While on the topic of feelings, there is no difference in the feeling in the pit of my stomach when things are not going well in the operating room than when things are not going well in my airplane – especially when I am carrying passengers.   The impact of stress on my thinking, my alertness and my skills whether surgical or aviator are the same when circumstances turn to unexpected events.  Pilots are equally concerned about the welfare of their charges (passengers) as doctors are about theirs (patients).   If anything it could be argued that it would be more likely for a pilot to make an error  because their life is also in jeopardy and the negative impact of stress makes clear thinking and accurate decision making more difficult.  Take as evidence that high reliability theory can train operators to perform accurately under emergent and unforeseen circumstances as when Captain Chesley Sullenberger safely ditched a crippled Airbus in the Hudson River with no injuries.   This is a lesson that would be invaluable to learn for surgeons and trauma docs who must make urgent decisions and carry out difficult and complex procedures under the pressures generated by time compression and dire patient conditions.  So, with that said, I reject the premise that doctors are, or should be, less vigilant to guard against fatal error simply because  they will survive those mistakes and there is no less pressure or fervor for a “safe landing” for our patients than pilot feel for their passengers.

The second common statement that the high reliability mindset does not apply to healthcare since doctors are not pilots is equally specious.   Physicians are clearly data driven and evidenced based in their practice of medicine.  But that does not mean every medication or treatment needs to be proven over and over for each subset of patients.  If a treatment is efficacious in a 30 year old patient it is equally valuable in a 40 year old without doing another randomized-control-double-blinded-study to prove the point.  This was the topic of a brilliant article by Gordon Smith and Jill Pell entitled, “Parachute use to prevent death and major trauma related to gravitational challenge: systematic review of randomized controlled trials” in The British Medical Journal (BMJ 327:1459-61. December 2003).  The essence of their theory is that advocates of evidence based medicine have criticized the adoption of interventions evaluated by using only observational data.  As with many interventions intended to prevent ill health, the effectiveness of parachutes has not been subjected to rigorous evaluation by randomized controlled trials.  They propose that healthcare might benefit if the most radical protagonists of evidence based medicine organized and participated in a double blind, randomized, placebo controlled, and crossover trial of the parachute.  In short, there are some things that work and do not need to be re-proven over and over in every aspect of human behavior and error avoidance.   Such is the case with the applicability of high reliability safety theory to patient safety.

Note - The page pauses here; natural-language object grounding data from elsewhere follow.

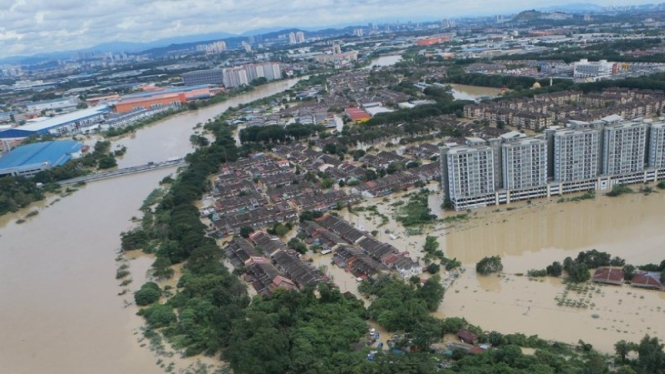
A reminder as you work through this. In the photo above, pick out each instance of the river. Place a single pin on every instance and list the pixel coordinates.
(532, 236)
(387, 60)
(61, 312)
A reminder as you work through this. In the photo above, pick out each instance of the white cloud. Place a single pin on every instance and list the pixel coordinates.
(33, 26)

The sources of human error are thoroughly studied and well known and apply to all human error whether in healthcare, nuclear power plants or airline cockpits.   High Reliability Organization (HRO) safety theory embodies skills, methods and techniques to mitigate human error and catch the small missteps of early error before they are allowed to spiral into disaster.  These methods need only be understood and applied to patient safety, not reinvented and re-proven.   Certainly the sources of equipment failure and even some system failures are different in different organizations, but the hallmark of HRO’s is the way human operators are trained to deal with, and recover from, these failures to prevent catastrophe.  It is exactly these principles that will reduce errors in patient care.  So that’s what I think, what do you think?